La "zona de quema de grasas" (típicamente 60-70% de la FC máxima) es algo engañosa. Si bien quemás un mayor porcentaje de calorías provenientes de grasa a intensidades bajas, el ejercicio de mayor intensidad quema más calorías totales y más grasa total por minuto. Una sesión de 30 minutos al 75% de intensidad quema aproximadamente un 50% más de calorías que la misma duración al 60%. Además, el entrenamiento de mayor intensidad genera un mayor consumo de oxígeno en exceso post-ejercicio (EPOC), aumentando el gasto calórico durante horas después. Para perder grasa, lo que más importa es el gasto calórico total. Combiná intensidades: usá zonas bajas para sesiones largas y recuperación, pero incluí trabajo de alta intensidad para el máximo beneficio metabólico.
La reserva de frecuencia cardíaca (HRR) tiene en cuenta tu nivel de condición física actual al incorporar la frecuencia en reposo. Dos personas de 40 años pueden tener la misma frecuencia máxima predicha de 180 lpm, pero si una tiene una frecuencia en reposo de 50 lpm (HRR de 130) y otra de 70 lpm (HRR de 110), sus zonas de entrenamiento deberían ser diferentes. La investigación muestra que los porcentajes de HRR se correlacionan estrechamente con los porcentajes de VO2max (consumo de oxígeno), haciendo al método Karvonen más preciso fisiológicamente. Al 70% de HRR, estás trabajando a aproximadamente el 70% de tu capacidad aeróbica—una relación que no se sostiene con los cálculos simples de porcentaje del máximo.

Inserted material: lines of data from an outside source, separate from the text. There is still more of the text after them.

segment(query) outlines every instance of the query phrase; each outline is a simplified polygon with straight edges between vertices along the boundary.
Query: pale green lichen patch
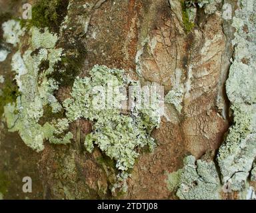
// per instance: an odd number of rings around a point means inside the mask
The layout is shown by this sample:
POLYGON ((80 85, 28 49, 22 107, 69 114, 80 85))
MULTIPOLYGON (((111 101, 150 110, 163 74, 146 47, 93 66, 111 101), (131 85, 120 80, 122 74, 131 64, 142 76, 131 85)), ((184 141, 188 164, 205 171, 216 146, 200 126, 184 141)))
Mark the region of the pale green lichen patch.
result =
POLYGON ((189 156, 183 163, 182 169, 167 175, 169 190, 180 199, 219 199, 220 182, 214 162, 189 156))
POLYGON ((256 181, 256 163, 255 162, 253 164, 253 167, 251 172, 251 180, 256 181))
POLYGON ((234 60, 226 83, 233 111, 233 124, 219 150, 222 178, 231 180, 231 189, 243 191, 256 157, 256 11, 254 1, 238 1, 232 25, 234 60))
POLYGON ((39 124, 45 106, 51 106, 53 113, 62 110, 53 95, 53 92, 58 89, 58 83, 47 77, 53 71, 54 65, 61 60, 62 49, 54 48, 57 37, 47 29, 42 33, 31 27, 28 33, 31 37, 29 49, 23 55, 18 51, 11 62, 20 95, 15 103, 4 106, 4 115, 10 131, 19 132, 27 146, 41 151, 44 148, 45 140, 55 144, 67 144, 73 135, 65 132, 69 128, 67 120, 53 119, 43 126, 39 124), (46 60, 49 61, 49 67, 39 72, 40 65, 46 60))
POLYGON ((19 37, 24 35, 24 29, 21 29, 19 22, 15 20, 9 20, 2 25, 3 31, 3 37, 8 43, 15 47, 20 42, 19 37))
POLYGON ((124 71, 95 65, 89 75, 90 77, 75 79, 72 98, 63 103, 67 116, 70 121, 80 118, 91 121, 93 132, 85 138, 87 150, 91 152, 93 144, 97 145, 116 160, 119 170, 127 171, 133 168, 139 156, 137 148, 149 145, 152 150, 155 146, 149 134, 159 126, 160 116, 155 115, 154 107, 122 111, 121 102, 127 97, 120 93, 119 89, 138 84, 129 80, 124 71))

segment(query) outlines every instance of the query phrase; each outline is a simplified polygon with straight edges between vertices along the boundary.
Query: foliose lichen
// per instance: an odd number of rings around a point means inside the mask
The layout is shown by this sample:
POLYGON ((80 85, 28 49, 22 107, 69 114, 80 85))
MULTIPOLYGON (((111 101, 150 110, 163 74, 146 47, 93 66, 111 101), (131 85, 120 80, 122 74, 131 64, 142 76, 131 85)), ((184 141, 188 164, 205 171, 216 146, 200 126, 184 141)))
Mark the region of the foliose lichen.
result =
POLYGON ((220 182, 213 161, 195 160, 193 156, 184 158, 184 166, 167 174, 170 191, 176 192, 180 199, 219 199, 220 182))
MULTIPOLYGON (((13 25, 21 29, 19 21, 4 23, 5 29, 13 25)), ((15 32, 14 37, 19 39, 21 35, 15 32)), ((51 34, 45 28, 44 32, 32 27, 28 33, 30 35, 29 48, 21 54, 19 49, 13 56, 11 67, 15 73, 15 80, 19 88, 19 95, 14 102, 9 102, 4 106, 4 116, 9 131, 17 131, 24 142, 29 147, 41 151, 44 148, 43 142, 59 144, 70 142, 73 138, 71 132, 65 132, 69 128, 67 120, 53 119, 43 126, 39 124, 43 116, 43 107, 50 105, 53 112, 62 110, 61 104, 53 95, 58 89, 58 83, 48 75, 53 71, 53 66, 61 60, 61 49, 55 49, 57 36, 51 34), (49 67, 39 72, 41 63, 47 60, 49 67)), ((13 44, 15 44, 15 43, 13 44)), ((21 45, 19 45, 21 48, 21 45)))
POLYGON ((236 29, 234 60, 226 82, 227 95, 233 111, 233 124, 219 150, 217 161, 223 178, 231 188, 242 191, 256 157, 256 3, 238 1, 233 19, 236 29))
POLYGON ((75 79, 72 97, 63 103, 67 116, 70 122, 81 118, 92 122, 93 131, 85 141, 87 150, 91 152, 93 144, 97 145, 116 160, 119 170, 127 171, 139 156, 137 148, 149 145, 153 150, 155 146, 149 134, 160 122, 154 107, 157 105, 124 111, 121 103, 127 98, 120 93, 120 88, 139 83, 129 79, 123 70, 105 66, 95 65, 89 75, 90 77, 75 79))

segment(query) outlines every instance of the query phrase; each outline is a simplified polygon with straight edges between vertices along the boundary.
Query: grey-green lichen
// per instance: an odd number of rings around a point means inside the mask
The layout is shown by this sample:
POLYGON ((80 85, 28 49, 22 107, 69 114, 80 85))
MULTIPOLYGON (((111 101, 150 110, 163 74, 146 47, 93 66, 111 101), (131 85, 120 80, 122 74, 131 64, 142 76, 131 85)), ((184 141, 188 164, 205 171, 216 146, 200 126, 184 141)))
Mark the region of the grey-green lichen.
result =
POLYGON ((253 167, 251 172, 251 180, 256 181, 256 163, 255 162, 253 164, 253 167))
POLYGON ((256 3, 239 0, 232 25, 234 60, 226 82, 233 112, 233 124, 219 150, 222 178, 231 180, 231 188, 242 191, 256 157, 256 3))
POLYGON ((184 158, 184 166, 167 174, 170 191, 176 192, 180 199, 219 199, 220 182, 213 161, 195 160, 193 156, 184 158))
POLYGON ((72 97, 63 103, 67 116, 71 122, 81 118, 91 121, 93 131, 85 138, 87 150, 92 152, 93 144, 98 146, 116 160, 119 170, 127 171, 139 156, 137 148, 149 145, 152 150, 155 146, 149 134, 159 126, 160 116, 152 106, 126 111, 122 108, 121 102, 127 98, 120 88, 139 84, 129 79, 123 70, 95 65, 89 75, 75 79, 72 97))
MULTIPOLYGON (((13 25, 13 21, 15 27, 23 32, 19 23, 13 20, 3 23, 4 32, 5 29, 11 27, 9 25, 13 25)), ((21 35, 20 31, 13 33, 16 33, 14 37, 17 39, 21 35)), ((53 92, 58 89, 58 83, 48 78, 53 71, 54 65, 61 60, 62 49, 55 48, 57 37, 49 33, 47 28, 42 33, 33 27, 27 33, 30 37, 29 47, 23 54, 19 49, 13 55, 11 62, 20 95, 15 103, 9 103, 4 106, 4 116, 9 131, 19 132, 27 146, 41 151, 44 148, 44 140, 66 144, 70 142, 73 135, 66 132, 69 128, 67 119, 53 119, 43 126, 39 124, 43 116, 45 106, 50 105, 53 112, 62 110, 61 104, 53 95, 53 92), (49 67, 39 71, 40 65, 44 61, 49 61, 49 67)), ((19 49, 21 46, 20 44, 19 49)))

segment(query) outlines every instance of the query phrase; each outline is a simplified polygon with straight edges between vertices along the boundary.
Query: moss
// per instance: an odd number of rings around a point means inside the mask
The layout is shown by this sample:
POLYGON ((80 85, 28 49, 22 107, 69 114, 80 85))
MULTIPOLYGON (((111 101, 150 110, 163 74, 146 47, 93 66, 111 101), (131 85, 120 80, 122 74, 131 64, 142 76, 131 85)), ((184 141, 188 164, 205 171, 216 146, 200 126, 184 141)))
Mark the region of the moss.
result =
POLYGON ((8 103, 15 103, 20 95, 15 81, 9 79, 5 81, 2 92, 2 95, 0 95, 0 116, 3 113, 3 106, 8 103))
POLYGON ((181 3, 182 8, 182 20, 183 21, 184 28, 187 33, 189 33, 195 27, 195 23, 189 21, 187 8, 186 7, 186 1, 182 0, 181 3))
POLYGON ((65 51, 74 53, 73 55, 66 54, 61 57, 61 61, 57 63, 54 67, 54 72, 49 76, 59 83, 59 86, 72 86, 75 79, 80 73, 85 57, 86 50, 83 45, 77 41, 77 43, 69 45, 63 45, 65 51), (60 70, 65 71, 59 72, 60 70))
POLYGON ((68 0, 39 0, 32 6, 32 19, 21 20, 21 25, 28 27, 48 27, 57 32, 59 25, 67 13, 68 0))
POLYGON ((7 176, 0 172, 0 194, 5 194, 7 192, 9 184, 7 176))

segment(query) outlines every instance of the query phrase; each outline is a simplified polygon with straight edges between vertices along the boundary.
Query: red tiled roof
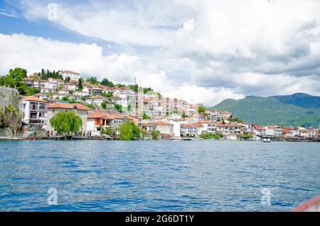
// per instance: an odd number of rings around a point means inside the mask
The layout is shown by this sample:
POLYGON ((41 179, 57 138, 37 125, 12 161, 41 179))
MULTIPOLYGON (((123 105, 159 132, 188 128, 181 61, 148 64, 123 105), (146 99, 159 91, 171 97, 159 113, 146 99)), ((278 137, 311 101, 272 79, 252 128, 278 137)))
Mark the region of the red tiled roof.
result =
POLYGON ((56 103, 49 104, 48 108, 63 108, 63 109, 73 109, 76 108, 79 110, 89 111, 90 108, 83 106, 80 104, 68 104, 68 103, 56 103))
POLYGON ((80 75, 78 72, 75 72, 74 71, 68 70, 63 70, 63 72, 69 73, 69 74, 80 75))
POLYGON ((91 96, 91 97, 87 97, 85 99, 103 99, 103 97, 97 95, 97 96, 91 96))
POLYGON ((93 112, 87 115, 88 119, 104 119, 112 120, 114 119, 110 114, 107 112, 93 112))
POLYGON ((46 100, 41 99, 38 98, 38 97, 34 97, 34 96, 26 97, 25 100, 26 100, 26 101, 36 101, 36 102, 44 102, 44 103, 47 103, 48 102, 46 100))
POLYGON ((193 124, 183 124, 181 127, 197 127, 197 126, 193 124))

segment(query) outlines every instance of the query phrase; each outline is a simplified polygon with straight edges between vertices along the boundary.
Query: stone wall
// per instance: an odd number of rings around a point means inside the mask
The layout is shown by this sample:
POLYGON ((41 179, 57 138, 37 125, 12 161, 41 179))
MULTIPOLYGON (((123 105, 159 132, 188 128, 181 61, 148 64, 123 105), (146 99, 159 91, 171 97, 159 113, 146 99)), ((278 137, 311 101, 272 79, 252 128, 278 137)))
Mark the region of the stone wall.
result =
POLYGON ((13 105, 18 109, 19 92, 18 90, 0 86, 0 106, 13 105))

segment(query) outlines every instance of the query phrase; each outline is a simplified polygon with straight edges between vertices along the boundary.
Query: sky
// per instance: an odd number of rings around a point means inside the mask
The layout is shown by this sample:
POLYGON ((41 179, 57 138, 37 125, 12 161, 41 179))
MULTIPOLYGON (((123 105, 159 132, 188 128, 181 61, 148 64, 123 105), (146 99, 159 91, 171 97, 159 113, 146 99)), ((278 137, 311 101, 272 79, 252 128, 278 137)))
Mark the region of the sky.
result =
POLYGON ((0 75, 23 68, 151 87, 212 107, 320 95, 318 0, 0 0, 0 75))

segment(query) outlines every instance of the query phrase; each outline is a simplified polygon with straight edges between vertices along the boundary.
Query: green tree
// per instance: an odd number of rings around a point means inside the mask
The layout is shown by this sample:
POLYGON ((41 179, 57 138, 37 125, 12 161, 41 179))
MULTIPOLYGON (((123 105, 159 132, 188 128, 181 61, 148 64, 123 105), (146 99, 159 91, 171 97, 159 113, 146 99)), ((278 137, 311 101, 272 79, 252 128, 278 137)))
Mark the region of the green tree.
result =
POLYGON ((0 128, 10 128, 16 131, 21 127, 22 115, 14 106, 0 106, 0 128))
POLYGON ((102 81, 101 81, 101 85, 107 86, 108 87, 113 87, 114 86, 114 85, 113 84, 112 82, 110 81, 107 78, 104 78, 102 81))
POLYGON ((149 91, 154 91, 154 90, 152 90, 152 89, 150 88, 150 87, 148 87, 148 88, 144 88, 144 94, 147 93, 147 92, 149 92, 149 91))
POLYGON ((242 119, 241 119, 239 117, 234 117, 232 115, 229 117, 229 119, 228 120, 230 122, 232 122, 243 123, 242 119))
POLYGON ((93 104, 85 104, 85 106, 89 108, 91 108, 91 109, 95 109, 95 108, 93 104))
POLYGON ((9 74, 0 80, 0 85, 16 88, 21 95, 25 95, 28 92, 28 87, 22 79, 26 77, 26 69, 21 68, 10 69, 9 74))
POLYGON ((113 97, 113 93, 112 92, 102 93, 102 97, 110 98, 113 97))
POLYGON ((69 102, 70 101, 69 97, 63 97, 62 100, 69 102))
POLYGON ((106 109, 107 109, 107 104, 106 104, 105 102, 102 102, 102 103, 101 104, 101 107, 102 107, 102 109, 103 109, 104 110, 106 110, 106 109))
POLYGON ((138 85, 130 85, 129 88, 134 92, 138 92, 138 85))
POLYGON ((206 113, 206 108, 203 106, 199 106, 198 107, 198 113, 199 114, 204 114, 206 113))
POLYGON ((83 80, 82 78, 79 79, 79 81, 78 82, 78 87, 77 87, 77 90, 78 91, 82 91, 83 90, 83 80))
POLYGON ((182 112, 182 118, 183 119, 185 119, 185 118, 186 118, 188 116, 186 114, 186 112, 182 112))
POLYGON ((50 70, 45 70, 43 68, 41 69, 41 72, 38 72, 38 75, 40 75, 40 79, 43 80, 48 80, 49 77, 52 77, 54 79, 63 79, 62 75, 60 75, 60 70, 58 71, 55 71, 53 70, 53 71, 50 71, 50 70))
POLYGON ((151 119, 151 117, 148 114, 146 114, 146 112, 144 112, 142 119, 151 119))
POLYGON ((130 141, 138 139, 141 131, 138 127, 132 122, 125 122, 120 125, 120 139, 122 141, 130 141))
POLYGON ((114 104, 114 109, 117 110, 118 112, 122 112, 122 105, 118 104, 114 104))
POLYGON ((26 95, 27 96, 33 96, 35 94, 39 93, 40 92, 40 90, 38 88, 34 88, 34 87, 28 87, 26 89, 26 95))
POLYGON ((70 78, 70 77, 67 77, 65 79, 64 82, 65 82, 65 83, 68 83, 68 82, 70 82, 70 80, 71 80, 71 79, 70 78))
POLYGON ((88 78, 87 78, 87 82, 91 83, 91 84, 99 84, 99 81, 97 79, 97 77, 92 77, 90 76, 88 78))
POLYGON ((112 127, 107 127, 105 129, 104 129, 102 127, 101 127, 101 133, 102 134, 107 134, 110 136, 114 136, 115 135, 114 130, 112 129, 112 127))
POLYGON ((80 131, 82 120, 75 112, 58 112, 51 119, 50 124, 58 134, 73 134, 80 131))
POLYGON ((158 130, 154 130, 151 131, 151 136, 153 140, 159 140, 160 136, 160 131, 158 130))

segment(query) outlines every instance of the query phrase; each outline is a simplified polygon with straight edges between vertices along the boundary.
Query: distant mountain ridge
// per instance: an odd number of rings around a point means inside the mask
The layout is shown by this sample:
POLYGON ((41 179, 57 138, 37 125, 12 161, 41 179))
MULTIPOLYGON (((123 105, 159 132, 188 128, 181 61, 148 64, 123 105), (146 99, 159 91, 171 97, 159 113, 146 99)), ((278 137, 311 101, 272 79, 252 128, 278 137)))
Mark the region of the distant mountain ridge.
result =
POLYGON ((315 128, 320 124, 320 97, 304 93, 228 99, 212 108, 230 111, 245 122, 257 124, 305 125, 315 128))
POLYGON ((320 108, 320 97, 311 96, 305 93, 295 93, 292 95, 270 97, 285 104, 303 107, 320 108))

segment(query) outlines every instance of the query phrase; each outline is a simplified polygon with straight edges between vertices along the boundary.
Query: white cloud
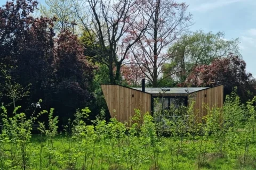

Sí, de manera significativa. Los betabloqueadores pueden reducir la frecuencia cardíaca máxima en 20-30 lpm, haciendo que las fórmulas estándar sean poco confiables. Los bloqueadores de canales de calcio, algunos antidepresivos y medicamentos para la tiroides también afectan la respuesta de la frecuencia cardíaca. Condiciones como la fibrilación auricular causan ritmos irregulares que dificultan el entrenamiento por zonas. La deshidratación, la cafeína, el estrés y la privación del sueño elevan temporalmente la frecuencia cardíaca. Si tomás medicamentos que afectan la frecuencia cardíaca, consultá a tu médico sobre las zonas de entrenamiento adecuadas—puede que necesités una prueba de esfuerzo supervisada para objetivos precisos. Considerá usar la Escala de Esfuerzo Percibido (RPE) junto con el monitoreo de frecuencia cardíaca cuando esta esté alterada farmacológicamente.